Resort finansów zastanawia się obecnie również nad reformą minimalnego wynagrodzenia medyków. Główny ekonomista Federacji Przedsiębiorców Polskich Łukasz Kozłowski wylicza w money.pl, że gdyby podwyżki dotyczyły tylko medyków na etatach, kosztowałoby to budżet ok. 8 mld zł. Z kolei w najdroższej opcji (z podwyżkami dla wszystkich medyków, także na kontraktach), koszt wzrósłby do 17 mld zł.
"Rozważany jest wariant podwyżek, zgodnie z którym etatowcy w ochronie zdrowia dostaliby podwyżki takie jak wzrost średniej płacy, czyli ponad 14 proc., a kontraktowcy o co najmniej poziom inflacji", tłumaczy money.pl. Takie podwyżki kosztowałyby budżet państwa około 7 mld zł.
Ostateczną decyzję w tej sprawie podejmie minister zdrowia Izabela Leszczyna: "To będzie problem - albo zwiększy się luka w finansach NFZ, albo zwiększy niezadowolenie uczestników systemu, szpitali i lekarzy - mówi Kozłowski w serwisie. Rozmowy z Radą Dialogu Społecznego w tej sprawie mają ruszyć po wakacjach.
W ustawie podwyżkowej w ostatnim czasie wprowadzono jednak zmiany. Płace miałby wzrosnąć w myśl innego wskaźnika, a także od początku roku, nie od lipca, jak pierwotnie planowano. Zdaniem Kozłowskiego, zmiana wskaźnika wzrostu płac jest nieunikniona, bo "obecny wzór destabilizuje budżet, żeby zapewnić jego realizację, trzeba by podnosić składkę zdrowotną o 0,75 pp. co rok".
Każdy z obecnie rozważanych scenariuszy najpewniej spotka się z oporem, a przeciwnicy korekty pomocy mogą szukać właśnie u prezydenta elekta.

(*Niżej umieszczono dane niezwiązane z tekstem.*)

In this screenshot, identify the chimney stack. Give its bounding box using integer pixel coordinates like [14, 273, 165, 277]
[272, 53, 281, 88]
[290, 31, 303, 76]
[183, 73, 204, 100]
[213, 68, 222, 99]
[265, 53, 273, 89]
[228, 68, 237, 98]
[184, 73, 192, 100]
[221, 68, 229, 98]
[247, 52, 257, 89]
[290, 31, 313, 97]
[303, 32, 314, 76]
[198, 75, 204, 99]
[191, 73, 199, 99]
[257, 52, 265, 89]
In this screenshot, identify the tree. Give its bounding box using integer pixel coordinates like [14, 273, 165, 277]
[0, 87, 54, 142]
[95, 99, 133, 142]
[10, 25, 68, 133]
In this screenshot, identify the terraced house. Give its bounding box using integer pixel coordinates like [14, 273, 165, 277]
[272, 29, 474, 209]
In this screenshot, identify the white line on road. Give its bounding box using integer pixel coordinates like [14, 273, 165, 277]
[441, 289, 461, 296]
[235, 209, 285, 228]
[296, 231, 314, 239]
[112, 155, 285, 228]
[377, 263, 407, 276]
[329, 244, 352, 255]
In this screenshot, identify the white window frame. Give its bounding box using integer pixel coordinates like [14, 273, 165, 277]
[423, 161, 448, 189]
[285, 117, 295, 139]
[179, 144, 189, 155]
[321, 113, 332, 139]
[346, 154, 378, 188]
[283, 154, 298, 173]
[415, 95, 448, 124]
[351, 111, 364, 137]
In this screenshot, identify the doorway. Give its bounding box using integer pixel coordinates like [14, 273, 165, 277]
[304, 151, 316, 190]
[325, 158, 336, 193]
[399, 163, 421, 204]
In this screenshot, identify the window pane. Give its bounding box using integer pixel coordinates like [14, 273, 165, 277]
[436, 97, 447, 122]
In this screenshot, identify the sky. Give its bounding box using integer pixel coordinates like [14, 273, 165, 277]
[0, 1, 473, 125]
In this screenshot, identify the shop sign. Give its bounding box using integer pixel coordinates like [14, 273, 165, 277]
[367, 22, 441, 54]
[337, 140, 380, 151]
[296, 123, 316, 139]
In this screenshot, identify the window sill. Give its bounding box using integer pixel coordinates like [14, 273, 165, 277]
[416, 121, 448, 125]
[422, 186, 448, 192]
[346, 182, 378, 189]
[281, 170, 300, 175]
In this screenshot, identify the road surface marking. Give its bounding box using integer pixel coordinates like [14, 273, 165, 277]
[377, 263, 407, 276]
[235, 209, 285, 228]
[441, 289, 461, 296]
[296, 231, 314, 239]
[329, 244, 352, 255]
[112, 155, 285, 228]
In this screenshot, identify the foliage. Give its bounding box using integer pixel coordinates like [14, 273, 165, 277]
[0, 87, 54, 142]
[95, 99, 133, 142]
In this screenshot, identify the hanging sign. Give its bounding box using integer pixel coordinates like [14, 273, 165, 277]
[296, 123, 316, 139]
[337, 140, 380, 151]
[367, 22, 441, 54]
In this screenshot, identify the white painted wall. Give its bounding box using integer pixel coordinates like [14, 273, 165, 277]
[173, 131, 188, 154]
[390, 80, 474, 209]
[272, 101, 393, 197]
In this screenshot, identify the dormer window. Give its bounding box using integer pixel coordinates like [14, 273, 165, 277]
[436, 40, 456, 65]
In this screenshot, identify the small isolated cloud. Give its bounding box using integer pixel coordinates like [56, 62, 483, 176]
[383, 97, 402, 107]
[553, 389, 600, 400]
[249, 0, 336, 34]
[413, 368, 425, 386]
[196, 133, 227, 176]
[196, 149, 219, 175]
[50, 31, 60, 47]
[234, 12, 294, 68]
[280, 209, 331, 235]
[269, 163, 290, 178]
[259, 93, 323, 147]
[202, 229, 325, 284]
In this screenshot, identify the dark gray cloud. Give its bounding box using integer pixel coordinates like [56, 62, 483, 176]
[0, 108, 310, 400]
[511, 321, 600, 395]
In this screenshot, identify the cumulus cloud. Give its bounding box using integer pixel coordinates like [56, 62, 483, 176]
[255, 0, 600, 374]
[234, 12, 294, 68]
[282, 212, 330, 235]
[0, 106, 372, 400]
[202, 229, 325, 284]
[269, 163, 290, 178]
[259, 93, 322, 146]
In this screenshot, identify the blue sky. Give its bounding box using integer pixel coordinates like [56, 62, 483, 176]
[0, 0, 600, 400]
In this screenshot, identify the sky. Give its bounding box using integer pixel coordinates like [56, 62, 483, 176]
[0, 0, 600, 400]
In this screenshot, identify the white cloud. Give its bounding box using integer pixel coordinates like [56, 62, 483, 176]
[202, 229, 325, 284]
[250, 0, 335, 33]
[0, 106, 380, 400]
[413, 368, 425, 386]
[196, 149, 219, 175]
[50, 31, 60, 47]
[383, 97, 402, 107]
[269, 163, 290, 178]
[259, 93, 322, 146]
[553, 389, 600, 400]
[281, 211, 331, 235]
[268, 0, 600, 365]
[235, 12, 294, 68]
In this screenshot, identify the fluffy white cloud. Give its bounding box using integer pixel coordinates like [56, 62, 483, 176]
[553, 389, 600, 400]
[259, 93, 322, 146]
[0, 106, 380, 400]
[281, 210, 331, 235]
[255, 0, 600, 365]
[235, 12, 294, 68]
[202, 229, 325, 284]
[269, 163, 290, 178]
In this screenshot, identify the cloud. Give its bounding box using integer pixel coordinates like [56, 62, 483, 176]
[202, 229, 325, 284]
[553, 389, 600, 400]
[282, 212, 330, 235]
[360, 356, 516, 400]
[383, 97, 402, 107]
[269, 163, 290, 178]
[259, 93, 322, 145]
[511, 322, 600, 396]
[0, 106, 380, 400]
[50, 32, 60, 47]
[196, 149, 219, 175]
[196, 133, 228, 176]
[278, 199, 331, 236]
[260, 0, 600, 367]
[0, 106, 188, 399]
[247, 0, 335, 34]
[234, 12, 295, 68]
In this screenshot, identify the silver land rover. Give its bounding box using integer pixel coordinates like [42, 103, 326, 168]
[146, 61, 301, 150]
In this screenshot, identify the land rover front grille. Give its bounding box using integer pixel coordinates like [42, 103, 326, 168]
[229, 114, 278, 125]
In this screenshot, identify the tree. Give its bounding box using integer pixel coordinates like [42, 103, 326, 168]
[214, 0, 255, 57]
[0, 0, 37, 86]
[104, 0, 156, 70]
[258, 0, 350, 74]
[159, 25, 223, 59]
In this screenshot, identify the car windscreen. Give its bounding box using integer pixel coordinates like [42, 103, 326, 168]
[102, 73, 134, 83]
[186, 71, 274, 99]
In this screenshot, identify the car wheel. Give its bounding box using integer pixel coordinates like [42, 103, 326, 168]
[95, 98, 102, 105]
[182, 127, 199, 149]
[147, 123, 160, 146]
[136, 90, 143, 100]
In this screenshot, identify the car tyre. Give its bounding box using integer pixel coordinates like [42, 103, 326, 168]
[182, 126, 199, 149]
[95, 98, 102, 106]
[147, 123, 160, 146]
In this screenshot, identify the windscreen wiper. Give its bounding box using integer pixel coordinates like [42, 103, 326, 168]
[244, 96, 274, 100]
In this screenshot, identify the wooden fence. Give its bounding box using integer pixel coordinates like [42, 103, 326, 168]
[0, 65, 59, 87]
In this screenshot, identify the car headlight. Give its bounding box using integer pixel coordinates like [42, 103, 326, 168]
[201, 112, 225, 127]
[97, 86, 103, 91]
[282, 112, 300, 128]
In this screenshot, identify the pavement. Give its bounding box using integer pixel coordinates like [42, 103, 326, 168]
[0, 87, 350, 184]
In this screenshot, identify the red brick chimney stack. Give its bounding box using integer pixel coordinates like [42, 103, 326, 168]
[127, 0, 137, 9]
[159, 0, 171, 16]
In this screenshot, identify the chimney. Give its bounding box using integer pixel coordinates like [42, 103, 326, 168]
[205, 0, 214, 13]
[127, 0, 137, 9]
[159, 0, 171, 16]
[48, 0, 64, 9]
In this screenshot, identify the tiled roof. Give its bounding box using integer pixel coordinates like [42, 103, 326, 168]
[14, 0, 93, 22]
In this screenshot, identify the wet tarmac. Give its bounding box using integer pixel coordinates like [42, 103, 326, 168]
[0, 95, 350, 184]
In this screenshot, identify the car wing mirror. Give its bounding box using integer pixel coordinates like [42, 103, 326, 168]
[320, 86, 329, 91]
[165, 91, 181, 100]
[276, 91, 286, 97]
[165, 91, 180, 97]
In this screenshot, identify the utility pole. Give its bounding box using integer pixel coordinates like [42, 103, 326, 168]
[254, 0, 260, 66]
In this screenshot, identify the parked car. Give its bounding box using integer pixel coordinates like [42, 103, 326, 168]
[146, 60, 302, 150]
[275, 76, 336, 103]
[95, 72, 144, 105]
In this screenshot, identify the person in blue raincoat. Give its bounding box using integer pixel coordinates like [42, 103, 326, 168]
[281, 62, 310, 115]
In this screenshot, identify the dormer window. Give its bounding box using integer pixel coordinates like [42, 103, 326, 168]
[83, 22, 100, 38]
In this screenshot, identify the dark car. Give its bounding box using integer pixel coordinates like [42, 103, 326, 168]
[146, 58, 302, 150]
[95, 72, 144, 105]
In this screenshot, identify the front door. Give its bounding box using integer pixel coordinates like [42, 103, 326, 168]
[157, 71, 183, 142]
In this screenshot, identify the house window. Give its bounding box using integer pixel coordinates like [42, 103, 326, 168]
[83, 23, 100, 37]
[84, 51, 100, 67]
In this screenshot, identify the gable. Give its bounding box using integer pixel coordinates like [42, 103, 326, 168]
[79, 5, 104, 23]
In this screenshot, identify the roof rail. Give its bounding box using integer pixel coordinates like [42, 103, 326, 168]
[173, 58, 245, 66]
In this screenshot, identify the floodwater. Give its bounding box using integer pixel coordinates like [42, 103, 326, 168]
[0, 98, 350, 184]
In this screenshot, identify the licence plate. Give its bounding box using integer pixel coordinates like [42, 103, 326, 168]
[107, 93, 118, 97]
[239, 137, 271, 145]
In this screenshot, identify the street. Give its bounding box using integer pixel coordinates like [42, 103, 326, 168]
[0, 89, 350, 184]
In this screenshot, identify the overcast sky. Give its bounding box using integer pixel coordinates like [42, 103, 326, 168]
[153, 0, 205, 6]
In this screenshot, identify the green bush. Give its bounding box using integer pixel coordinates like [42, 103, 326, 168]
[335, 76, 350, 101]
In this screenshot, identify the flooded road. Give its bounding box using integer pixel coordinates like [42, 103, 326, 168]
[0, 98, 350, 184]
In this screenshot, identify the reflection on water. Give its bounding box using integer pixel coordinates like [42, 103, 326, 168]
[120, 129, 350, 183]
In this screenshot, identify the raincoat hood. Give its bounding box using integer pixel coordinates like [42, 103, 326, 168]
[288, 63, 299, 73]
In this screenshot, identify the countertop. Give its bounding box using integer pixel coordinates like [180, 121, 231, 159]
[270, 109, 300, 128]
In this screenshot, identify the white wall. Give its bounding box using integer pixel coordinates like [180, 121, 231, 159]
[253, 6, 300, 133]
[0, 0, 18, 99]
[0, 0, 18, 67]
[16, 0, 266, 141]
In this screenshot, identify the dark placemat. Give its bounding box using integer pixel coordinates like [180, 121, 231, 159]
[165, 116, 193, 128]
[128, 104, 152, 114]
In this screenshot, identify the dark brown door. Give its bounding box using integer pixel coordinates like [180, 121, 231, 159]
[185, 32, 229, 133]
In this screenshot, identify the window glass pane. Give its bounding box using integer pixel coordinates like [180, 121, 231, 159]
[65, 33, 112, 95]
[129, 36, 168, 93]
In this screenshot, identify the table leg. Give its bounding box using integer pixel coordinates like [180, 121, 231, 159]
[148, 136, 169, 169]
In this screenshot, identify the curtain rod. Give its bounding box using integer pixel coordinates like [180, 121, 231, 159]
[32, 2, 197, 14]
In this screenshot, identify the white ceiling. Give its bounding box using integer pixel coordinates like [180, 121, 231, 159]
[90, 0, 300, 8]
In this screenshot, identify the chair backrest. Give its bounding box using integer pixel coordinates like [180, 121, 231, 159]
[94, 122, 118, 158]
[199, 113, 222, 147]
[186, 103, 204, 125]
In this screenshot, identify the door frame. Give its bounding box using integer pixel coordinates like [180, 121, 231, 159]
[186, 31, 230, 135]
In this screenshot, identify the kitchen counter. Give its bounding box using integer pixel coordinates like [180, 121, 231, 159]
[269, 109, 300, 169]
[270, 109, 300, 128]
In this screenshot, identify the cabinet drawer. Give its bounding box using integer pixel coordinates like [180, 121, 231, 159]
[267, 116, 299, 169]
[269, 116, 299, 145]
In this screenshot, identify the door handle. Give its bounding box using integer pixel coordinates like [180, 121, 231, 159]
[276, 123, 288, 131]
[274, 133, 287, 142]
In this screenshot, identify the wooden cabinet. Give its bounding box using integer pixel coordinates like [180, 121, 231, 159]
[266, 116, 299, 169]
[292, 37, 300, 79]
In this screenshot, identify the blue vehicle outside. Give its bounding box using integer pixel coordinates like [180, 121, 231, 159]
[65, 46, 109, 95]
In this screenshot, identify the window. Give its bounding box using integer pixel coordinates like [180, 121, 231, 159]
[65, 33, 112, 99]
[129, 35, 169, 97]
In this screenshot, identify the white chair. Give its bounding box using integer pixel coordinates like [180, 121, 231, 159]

"Jeszcze dzień przed wyborami w zasadzie nawet związki zawodowe były przychylnie nastawione do zmiany ustawy podwyżkowej, ale od poprzedniego poniedziałku mamy inną dynamikę po ich stronie" - zauważa rozmówca money.pl z obozu rządowego.
Problemem jest także fakt, że koszty podwyżek dla medyków co roku będą wyższe, co zdaniem ekspertów powoduje niedoszacowanie budżetu NFZ już na początku każdego kolejnego roku oraz narastanie luki finansowej.
Według szacunków Federacji Przedsiębiorców Polskich "luki w NFZ wyniosą około 15-16 mld zł" w 2025 roku.